Science and Technology

The idea that “we need to do something about climate change” is one frequently tossed around by both scientists and politicians alike. Usually, the impact it carries is of the same order as comments such as “we need to do the washing”, or “we need to get up for the rowing gym session tomorrow morning”. In theory it may sound like a sensible notion, but in practice you are just not going to get round to it.

To examine the point further, it’s only natural to ask the three interrogative questions – who, why and how? Firstly, who is ‘we’? John Broome, Professor of Moral Philosophy at Corpus Christi College, introduced his talk on the Morality of Climate Change at the Oxford Climate Change Forum by considering this question. Is it referring to we, the community of the world, or we, as individuals, acting to reduce climate change?

“All of us are causing harm as we go about our private lives,” Broome told us. Sure, you might think that boiling the kettle to make a cup of coffee isn’t doing much harm in comparison to the billions of tonnes of carbon dioxide already present in the atmosphere, and you would be right. However, the harm done is not zero, and so however insignificant it may seem, when all of the carbon dioxide produced from all of the cups of coffee made by billions of people trying to wake themselves up in the morning is added together, this can amount to a great deal of harm.

So although the collective action of the world is ultimately essential, individual actions, when put together, have the capacity to substantially alter a situation.

Now you ask, why? This was the primary focus of Broome’s talk. “A moral philosopher, before he dies, should make some vague attempt at being worthwhile,” he informed us, and later directed me to his most recent book, Climate Matters: Ethics in a Warming World. The answer is simple: because the harm done quite literally has a life and death impact. “There are lots of ways in which climate change kills people,” Broome said, casually listing floods, famine and disease.

He also outlined some rough figures. The average inhabitant of a rich country, like the UK, will cause the emissions of around 800 tonnes of carbon dioxide during their lifetime. This would result in the temperature of the Earth rising by about half a billionth of a degree. Not much, maybe, but in the future this will directly result in shortening somebody’s life by approximately half a year. That is, two and a half days taken off their life for every year that you live yours.

The driving ethical argument behind the climate change conundrum is effectively that we should be preventing harm done to people in the future by reducing our impact in the present. This is consistent with one of the main principles of moral philosophy – that we should not commit harm to other people for our own benefit.
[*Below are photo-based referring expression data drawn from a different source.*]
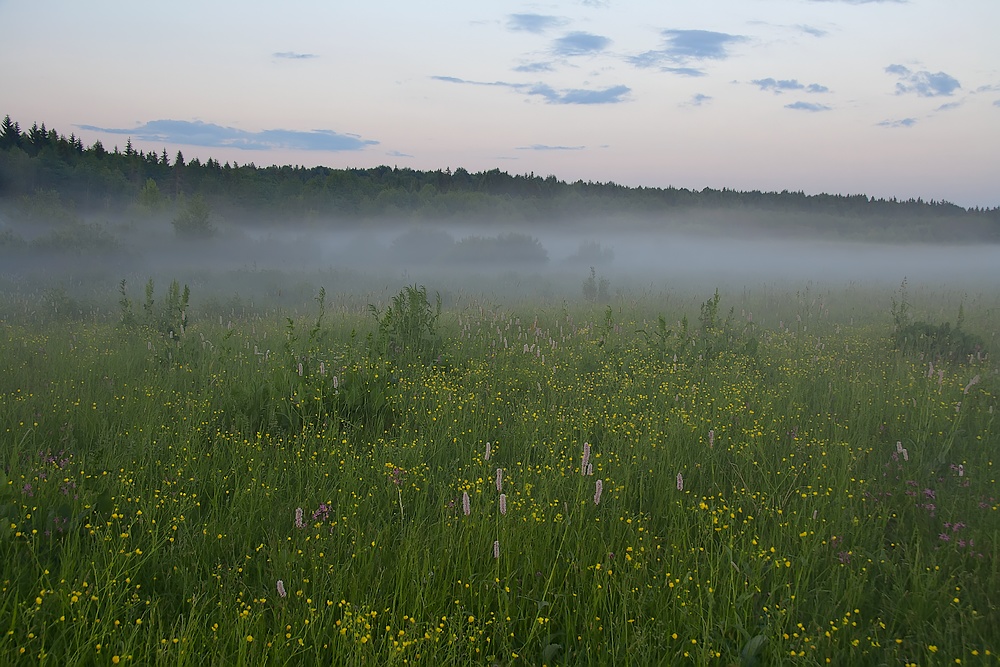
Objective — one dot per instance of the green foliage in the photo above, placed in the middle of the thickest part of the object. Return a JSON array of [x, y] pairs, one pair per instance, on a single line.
[[194, 221], [169, 318], [596, 290], [937, 342], [150, 200], [407, 328], [207, 510]]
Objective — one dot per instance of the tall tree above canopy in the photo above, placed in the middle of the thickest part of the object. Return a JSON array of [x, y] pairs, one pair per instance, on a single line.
[[10, 133]]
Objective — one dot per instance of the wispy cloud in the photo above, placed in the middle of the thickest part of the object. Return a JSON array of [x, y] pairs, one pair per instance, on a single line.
[[866, 2], [544, 147], [198, 133], [697, 100], [612, 95], [807, 106], [683, 46], [534, 67], [536, 23], [579, 44], [901, 122], [292, 55], [810, 30], [684, 71], [923, 83], [778, 86]]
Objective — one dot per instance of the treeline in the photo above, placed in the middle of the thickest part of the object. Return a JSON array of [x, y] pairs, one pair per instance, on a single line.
[[40, 163]]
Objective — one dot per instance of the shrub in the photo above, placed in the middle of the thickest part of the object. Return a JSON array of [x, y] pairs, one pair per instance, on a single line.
[[407, 328]]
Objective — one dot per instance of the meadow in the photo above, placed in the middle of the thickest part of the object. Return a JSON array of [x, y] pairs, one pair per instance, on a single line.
[[792, 475]]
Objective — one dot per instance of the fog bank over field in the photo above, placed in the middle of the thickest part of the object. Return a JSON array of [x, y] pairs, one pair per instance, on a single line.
[[456, 254]]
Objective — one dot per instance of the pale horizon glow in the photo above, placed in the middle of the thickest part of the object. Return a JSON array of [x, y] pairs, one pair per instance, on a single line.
[[888, 98]]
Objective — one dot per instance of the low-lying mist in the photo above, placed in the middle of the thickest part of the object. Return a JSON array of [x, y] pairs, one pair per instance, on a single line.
[[498, 260]]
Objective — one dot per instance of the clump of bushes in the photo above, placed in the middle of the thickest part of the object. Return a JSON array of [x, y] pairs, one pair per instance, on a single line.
[[934, 341]]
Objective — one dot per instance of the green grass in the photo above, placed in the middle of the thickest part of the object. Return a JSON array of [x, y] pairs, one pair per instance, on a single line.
[[839, 505]]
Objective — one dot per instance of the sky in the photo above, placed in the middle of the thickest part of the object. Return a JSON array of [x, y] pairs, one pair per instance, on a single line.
[[889, 98]]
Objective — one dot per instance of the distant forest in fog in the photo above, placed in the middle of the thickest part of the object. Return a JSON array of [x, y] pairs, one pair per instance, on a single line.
[[46, 177]]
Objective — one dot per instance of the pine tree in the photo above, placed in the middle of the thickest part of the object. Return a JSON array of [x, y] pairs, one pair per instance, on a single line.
[[10, 133]]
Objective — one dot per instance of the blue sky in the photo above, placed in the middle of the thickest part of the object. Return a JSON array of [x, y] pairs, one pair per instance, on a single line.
[[882, 97]]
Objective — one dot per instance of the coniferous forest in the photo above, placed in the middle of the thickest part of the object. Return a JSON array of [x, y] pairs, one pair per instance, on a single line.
[[55, 191]]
“I’ve been struck by the number of people who have said to me – ‘what’s moral philosophy got to do with climate change?’ ”, Broome told us. Any moral philosopher would likely tell you that it is, in principle, morally wrong for us to cause the emission of any carbon dioxide gas whatsoever. Broome, however, added, “we don’t go around preaching. We leave that to the religious types and militant atheists.”

It is worth keeping in mind, however, that reducing our carbon footprint is a moral point that is “to do with justice, not to do with goodness”. Any mediocre philanthropist would likely do more good in a relatively productive afternoon than you would do in your lifetime by reducing your carbon dioxide missions. The argument is only that it is morally right to avoid harming people by our actions, irrespective of what is good.

The final point, then, is how? If you know anything at all about philosophy you would know that is a foolish question to pose. When have you ever known a practical philosopher? They only tell us that it must be answered. The question of ‘how?’ is still up for debate, open to anybody brave enough to take it on.